About Simone "Karat45" Tagliaferri

Nacqui, e già questo è un miracolo, vista la mole. Da piccolo ero restio al cibo, poi ho smesso (di essere restio). Appassionato di videogiochi sin dalla più tenera età, in cui un Frogger casalingo mi rubò l'anima, sono cresciuto a pane e 8 bit, poi 16 bit, poi 32 bit, poi 64 bit e infine un numero indeterimnato di bit che mi hanno fatto salire il colesterolo ma anche fatto scoprire un sacco di mondi eccezionali (ad esempio quello di Samantha Fox). Ad oggi sono tormentato da una domanda: ci sono più carboidrati in una fetta di pane o in New Super Mario Bros.? Non ci dormo la notte. Ma forse è colpa del caldo (se leggete questo profilo d'inverno sappiate che è stato scritto a fine Giugno). Ho fondato, insieme agli altri tizi presenti in questa pagina, Ars Ludica sperando di poterlo riempire di pornazzi. Ho capito troppo tardi che doveva essere un blog sulla cultura dei videogiochi scritto da sfigati. È l'essere evidentemente sfigato che non mi ha permesso di tirarmi indietro. Così eccoci qua.
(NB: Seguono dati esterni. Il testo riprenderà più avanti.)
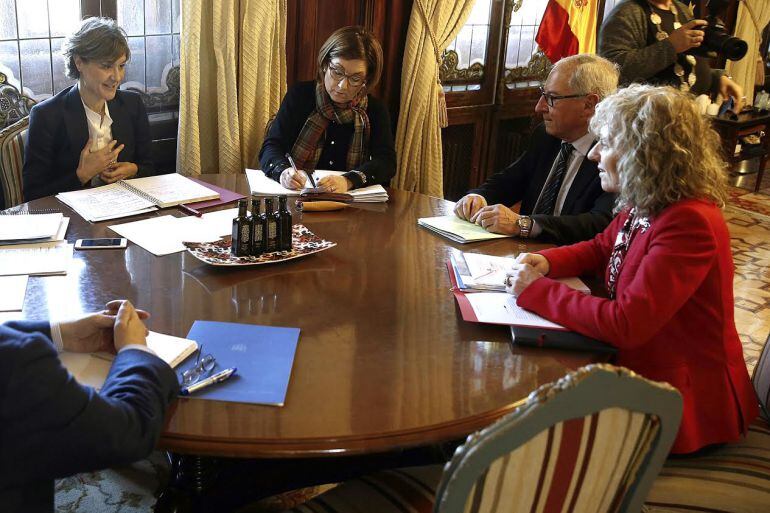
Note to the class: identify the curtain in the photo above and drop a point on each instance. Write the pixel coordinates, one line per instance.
(418, 135)
(233, 77)
(753, 17)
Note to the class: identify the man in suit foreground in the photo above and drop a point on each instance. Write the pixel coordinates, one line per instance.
(561, 197)
(51, 426)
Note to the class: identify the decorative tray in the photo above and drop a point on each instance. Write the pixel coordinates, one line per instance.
(304, 242)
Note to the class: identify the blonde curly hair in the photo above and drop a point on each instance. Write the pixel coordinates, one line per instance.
(667, 149)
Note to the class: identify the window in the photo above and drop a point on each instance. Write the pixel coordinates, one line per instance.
(32, 31)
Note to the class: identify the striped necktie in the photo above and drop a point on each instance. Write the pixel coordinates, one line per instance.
(550, 192)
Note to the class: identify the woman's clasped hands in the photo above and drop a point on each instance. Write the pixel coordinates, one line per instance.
(527, 268)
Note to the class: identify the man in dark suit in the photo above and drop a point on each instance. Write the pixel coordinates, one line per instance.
(561, 197)
(51, 426)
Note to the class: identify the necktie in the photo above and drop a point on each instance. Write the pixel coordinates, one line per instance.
(547, 201)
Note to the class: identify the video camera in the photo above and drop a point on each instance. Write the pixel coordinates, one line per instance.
(717, 41)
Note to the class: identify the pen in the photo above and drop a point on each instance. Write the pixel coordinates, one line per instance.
(309, 175)
(190, 210)
(216, 378)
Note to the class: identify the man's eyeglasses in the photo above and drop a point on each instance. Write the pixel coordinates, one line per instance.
(550, 98)
(338, 74)
(202, 366)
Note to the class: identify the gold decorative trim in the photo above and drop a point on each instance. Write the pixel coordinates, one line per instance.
(449, 72)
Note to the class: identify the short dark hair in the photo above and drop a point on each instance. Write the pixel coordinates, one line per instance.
(354, 42)
(97, 39)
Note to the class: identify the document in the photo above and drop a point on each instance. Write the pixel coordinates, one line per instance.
(48, 258)
(264, 186)
(14, 290)
(165, 234)
(456, 229)
(91, 369)
(136, 196)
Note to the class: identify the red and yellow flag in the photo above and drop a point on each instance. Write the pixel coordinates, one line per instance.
(568, 27)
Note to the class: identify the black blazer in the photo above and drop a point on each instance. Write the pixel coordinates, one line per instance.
(587, 208)
(51, 426)
(58, 131)
(296, 106)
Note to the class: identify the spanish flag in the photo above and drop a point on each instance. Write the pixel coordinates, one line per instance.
(568, 27)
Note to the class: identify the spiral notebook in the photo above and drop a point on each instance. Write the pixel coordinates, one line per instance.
(136, 196)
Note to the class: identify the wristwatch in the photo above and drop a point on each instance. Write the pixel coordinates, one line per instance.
(525, 226)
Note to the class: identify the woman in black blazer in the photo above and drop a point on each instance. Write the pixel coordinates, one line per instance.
(332, 123)
(91, 133)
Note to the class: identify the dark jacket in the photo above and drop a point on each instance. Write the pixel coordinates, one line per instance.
(51, 426)
(296, 106)
(58, 131)
(587, 209)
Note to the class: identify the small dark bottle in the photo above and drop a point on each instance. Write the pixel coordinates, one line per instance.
(270, 227)
(241, 243)
(255, 224)
(284, 224)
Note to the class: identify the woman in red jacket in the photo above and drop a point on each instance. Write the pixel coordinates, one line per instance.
(666, 262)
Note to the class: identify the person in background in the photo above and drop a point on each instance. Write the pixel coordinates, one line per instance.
(91, 133)
(561, 198)
(650, 41)
(51, 426)
(665, 259)
(333, 123)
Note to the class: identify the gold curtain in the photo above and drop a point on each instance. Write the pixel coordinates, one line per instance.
(753, 17)
(233, 77)
(418, 136)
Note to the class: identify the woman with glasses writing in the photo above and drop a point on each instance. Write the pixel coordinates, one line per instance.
(332, 123)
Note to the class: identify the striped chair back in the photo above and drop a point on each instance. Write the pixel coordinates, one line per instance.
(761, 380)
(12, 142)
(591, 442)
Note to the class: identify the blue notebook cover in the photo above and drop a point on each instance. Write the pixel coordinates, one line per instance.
(263, 355)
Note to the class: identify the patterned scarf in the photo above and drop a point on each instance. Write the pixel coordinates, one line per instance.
(307, 149)
(631, 227)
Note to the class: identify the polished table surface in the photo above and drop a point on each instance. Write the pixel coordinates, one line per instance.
(384, 359)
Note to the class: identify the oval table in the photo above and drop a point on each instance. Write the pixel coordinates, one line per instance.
(384, 361)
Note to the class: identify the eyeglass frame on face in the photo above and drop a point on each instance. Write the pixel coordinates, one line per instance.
(550, 98)
(338, 75)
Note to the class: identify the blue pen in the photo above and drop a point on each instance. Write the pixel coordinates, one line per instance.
(309, 175)
(216, 378)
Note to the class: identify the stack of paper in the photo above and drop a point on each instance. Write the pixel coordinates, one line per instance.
(264, 186)
(28, 228)
(456, 229)
(165, 234)
(49, 258)
(91, 369)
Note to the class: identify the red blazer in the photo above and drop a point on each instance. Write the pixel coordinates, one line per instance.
(672, 319)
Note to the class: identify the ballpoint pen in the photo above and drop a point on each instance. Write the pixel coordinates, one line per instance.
(309, 175)
(216, 378)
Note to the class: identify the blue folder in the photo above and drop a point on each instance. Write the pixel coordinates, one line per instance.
(263, 355)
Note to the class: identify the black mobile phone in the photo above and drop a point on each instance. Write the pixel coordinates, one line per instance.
(107, 243)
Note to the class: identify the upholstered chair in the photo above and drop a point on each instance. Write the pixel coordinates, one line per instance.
(733, 478)
(592, 442)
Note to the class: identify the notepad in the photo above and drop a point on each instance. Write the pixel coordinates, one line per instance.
(456, 229)
(264, 186)
(91, 369)
(135, 196)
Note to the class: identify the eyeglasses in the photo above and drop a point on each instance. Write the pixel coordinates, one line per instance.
(202, 366)
(550, 98)
(338, 75)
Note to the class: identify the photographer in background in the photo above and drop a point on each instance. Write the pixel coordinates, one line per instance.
(659, 42)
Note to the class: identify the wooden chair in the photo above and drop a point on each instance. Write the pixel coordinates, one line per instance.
(13, 104)
(734, 478)
(591, 442)
(12, 142)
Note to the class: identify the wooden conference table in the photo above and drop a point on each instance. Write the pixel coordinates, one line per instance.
(384, 362)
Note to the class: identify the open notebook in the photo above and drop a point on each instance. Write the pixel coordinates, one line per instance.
(135, 196)
(91, 369)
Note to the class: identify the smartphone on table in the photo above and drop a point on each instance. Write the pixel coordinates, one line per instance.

e vidi spenta ogni veduta, fuor che de la fiera

Il problema di Dante’s Inferno non è l’aver toccato un mostro sacro della letteratura italiana e mondiale che, soprattutto in Italia, non ha letto nessuno (o quasi) fino in fondo. Non credo che il valore della Divina Commedia in generale, e dell’Inferno in particolare, venga sminuito dal gioco di EA che, essendo nulla e non valendo niente, verrà dimenticato inesorabilmente. In fondo di giochi dedicati all’inferno di Dante ce ne sono stati altri (come dimenticare Dante’s Inferno per C64? Aveva una colonna sonora bellissima…) e nessuno si è scandalizzato più di tanto. Il vero problema della produzione EA è la stupidità, ovvero l’incapacità di prendere la cantica dantesca e riplasmarla in modo intelligente e creativo, riconoscendo la difficoltà della trasposizione ma sfruttando l’unicità del medium videoludico in modo meditato e unico. L’operazione fatta dagli sviluppatori, Visceral Games, che già ci aveva deliziato con la banalità di Dead Space, è stata molto più semplice: prendi Dante, lo trasformi in un crociato (medioevo e crociati stanno sempre bene insieme), trasformi Beatrice in una strappona (l’ideale di donna del maschio occidentale contemporaneo), i nove gironi infernali in un catalogo di brutte illustrazioni fantasy et voilà, hai il tuo bel piacchiaduro simil God of War con tanto di citazione colta nel titolo. Dante ammazza la morte, Dante picchia i demoni, Dante spara a caso versi del poema come se il cul che fece trombetta avesse cambiato regione anatomica e fosse diventato la bocca. Beatrice tiene particolarmente a far vedere le tette e il culo. Insomma, si ha quasi l’impressione che non potendosi confrontare alla pari con l’opera originale, si sia scelta la via dello svacco e delle soluzioni ovvie. Soluzioni a misura di videogiocatori verrebbe da dire (come non notare che la maggior parte dei critici videoludici italiani, citando il testo letterario, non ha azzeccato un termine?) che più di tanto non ci arrivano e che se non ammazzano non comprano.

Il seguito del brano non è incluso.